WASHINGTON — A Republican group plans to run ads in the home states of nearly two dozen GOP senators during next week’s impeachment trial, pressuring them to vote to convict former President Donald Trump and bar him from holding office again.
The Republican Accountability Project is spending a half-million dollars on television advertisements that will begin airing on Fox News starting Monday and are aimed at 22 senators the group views as potential votes for conviction. The group has pledged to spend $50 million defending GOP lawmakers who cross Trump.
Senate Minority Leader Mitch McConnell, R-Ky., who has signaled he is open to convicting Trump but recently voted along with 44 of his GOP colleagues to dismiss the trial as unconstitutional, is among the lawmakers featured in the ads.
“Sen. McConnell, Donald Trump incited an attack on our Capitol. It’s up to you to convict and disqualify him,” the narrator of the ad that will run in Kentucky says.
Individualized versions of the ads that use footage of the Jan. 6 Capitol riot and Trump’s remarks to supporters on alleged election fraud and corruption earlier that day will air throughout the first week of the impeachment trial, as will a generic national ad calling on Republicans in the Senate to vote for conviction.
“We’re going to the Capitol to make your voices heard, because you’ll never take back our country with weakness,” Trump says in the commercials. “We will stop the steal. If you don’t fight like hell, you’re not going to have a country anymore.
The ad set to air in North Carolina targets both of the state’s senators, Thom Tillis and Richard Burr. A Kansas ad calls out Sen. Jerry Moran. And in Texas, the ad is aimed at Sen. John Cornyn.

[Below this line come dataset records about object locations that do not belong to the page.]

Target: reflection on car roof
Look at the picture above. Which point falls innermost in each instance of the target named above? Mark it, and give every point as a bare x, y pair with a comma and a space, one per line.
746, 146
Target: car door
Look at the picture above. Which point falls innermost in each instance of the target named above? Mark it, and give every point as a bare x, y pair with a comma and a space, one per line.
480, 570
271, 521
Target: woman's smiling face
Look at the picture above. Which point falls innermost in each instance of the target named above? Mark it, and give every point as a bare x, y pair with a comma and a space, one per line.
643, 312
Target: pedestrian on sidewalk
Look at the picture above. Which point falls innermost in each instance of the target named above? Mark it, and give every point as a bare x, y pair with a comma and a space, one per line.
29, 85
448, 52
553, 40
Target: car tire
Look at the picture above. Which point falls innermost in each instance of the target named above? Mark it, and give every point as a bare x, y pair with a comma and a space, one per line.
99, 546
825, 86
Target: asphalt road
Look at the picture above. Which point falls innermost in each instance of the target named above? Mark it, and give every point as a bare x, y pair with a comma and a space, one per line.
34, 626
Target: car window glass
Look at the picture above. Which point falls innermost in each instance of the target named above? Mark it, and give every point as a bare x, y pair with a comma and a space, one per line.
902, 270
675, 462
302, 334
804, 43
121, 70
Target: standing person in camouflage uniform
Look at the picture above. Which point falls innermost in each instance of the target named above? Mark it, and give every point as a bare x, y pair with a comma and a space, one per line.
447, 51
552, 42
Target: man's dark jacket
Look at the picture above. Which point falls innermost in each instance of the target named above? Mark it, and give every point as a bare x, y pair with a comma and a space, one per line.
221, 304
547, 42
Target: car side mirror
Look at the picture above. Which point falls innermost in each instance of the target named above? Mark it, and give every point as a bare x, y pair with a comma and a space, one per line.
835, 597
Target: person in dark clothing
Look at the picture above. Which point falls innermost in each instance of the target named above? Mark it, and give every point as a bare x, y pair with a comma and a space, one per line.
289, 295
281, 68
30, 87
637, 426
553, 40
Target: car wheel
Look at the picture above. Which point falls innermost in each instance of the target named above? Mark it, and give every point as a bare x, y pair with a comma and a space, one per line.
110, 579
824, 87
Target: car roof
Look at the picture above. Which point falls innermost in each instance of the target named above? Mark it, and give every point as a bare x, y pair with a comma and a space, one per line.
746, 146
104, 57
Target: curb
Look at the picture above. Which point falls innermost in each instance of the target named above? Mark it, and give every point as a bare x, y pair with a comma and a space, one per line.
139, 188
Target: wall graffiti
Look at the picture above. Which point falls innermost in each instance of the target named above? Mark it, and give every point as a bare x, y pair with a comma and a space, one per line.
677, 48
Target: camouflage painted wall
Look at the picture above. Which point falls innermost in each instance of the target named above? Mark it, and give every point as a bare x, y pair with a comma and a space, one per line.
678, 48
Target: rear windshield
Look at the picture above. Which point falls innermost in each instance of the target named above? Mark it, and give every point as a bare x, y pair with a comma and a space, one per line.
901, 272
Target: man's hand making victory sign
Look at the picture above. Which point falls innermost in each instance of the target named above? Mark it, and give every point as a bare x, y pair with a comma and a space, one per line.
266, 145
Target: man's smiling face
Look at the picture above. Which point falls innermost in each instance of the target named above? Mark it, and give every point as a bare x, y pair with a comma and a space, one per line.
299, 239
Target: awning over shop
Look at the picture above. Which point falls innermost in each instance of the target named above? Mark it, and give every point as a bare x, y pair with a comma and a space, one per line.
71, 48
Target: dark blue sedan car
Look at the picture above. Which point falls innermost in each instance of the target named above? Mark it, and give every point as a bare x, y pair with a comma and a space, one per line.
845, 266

Statewide commercials also put pressure on Sen. Pat Toomey of Pennsylvania, John Thune of South Dakota, John Barrasso of Wyoming, Richard Shelby of Alabama, Chuck Grassley of Iowa, Susan Collins of Maine, Bill Cassidy of Louisiana, Ben Sasse of Nebraska, Mitt Romney of Utah, Rob Portman of Ohio and Sen. Shelley Moore Capito of Wyoming, among others.
The Republican Accountability Project also plans to drive a mobile billboard around the Capitol complex, which is still under heavy security, on Tuesday and Wednesday to encourage Trump’s conviction.
“This is Mitch McConnell and Republican senators’ last chance to put a stake through Donald Trump’s political future,” Sarah Longwell, the executive director of the project’s umbrella group, Defending Democracy Together, told McClatchy.
“If you convict him and you bar him from holding office in the future, not only does it mean he can’t run again as a Republican nominee, but he can’t create his own party and run as the Patriot Party nominee,” she added.
After only five Republican senators voted to proceed with Trump’s trial last month, opponents of the former president have an uphill climb to secure at least 17 GOP votes that will likely be needed to secure a conviction.
While Longwell acknowledged that many of the senators her group is targeting are “longshots,” she said they believe it is possible that as evidence is presented during the trial, McConnell could argue to his caucus that Trump must be kept from ever holding office again.
“It is both the right thing to do morally, it is also the right thing for them to do politically,” Longwell said. “If they do not take this shot at convicting Trump and barring him from holding public office, he is going to continue to run their party for the foreseeable future.”
The House moved swiftly in January to vote to impeach Trump while he was still in office following the Capitol riot. Ten House Republicans, including Reps. Adam Kinzinger of Illinois, Liz Cheney of Wyoming and Tom Rice of South Carolina, voted for impeachment.
The Senate is slated to begin its trial Feb. 9. A conviction would require support from two-thirds of the senators in a 100-member body that is split evenly between Republicans and Democrats.
Trump’s legal team has argued that conviction and attempts to keep the former president from serving in the White House again are unconstitutional because the impeachment trial is taking place after his term ended.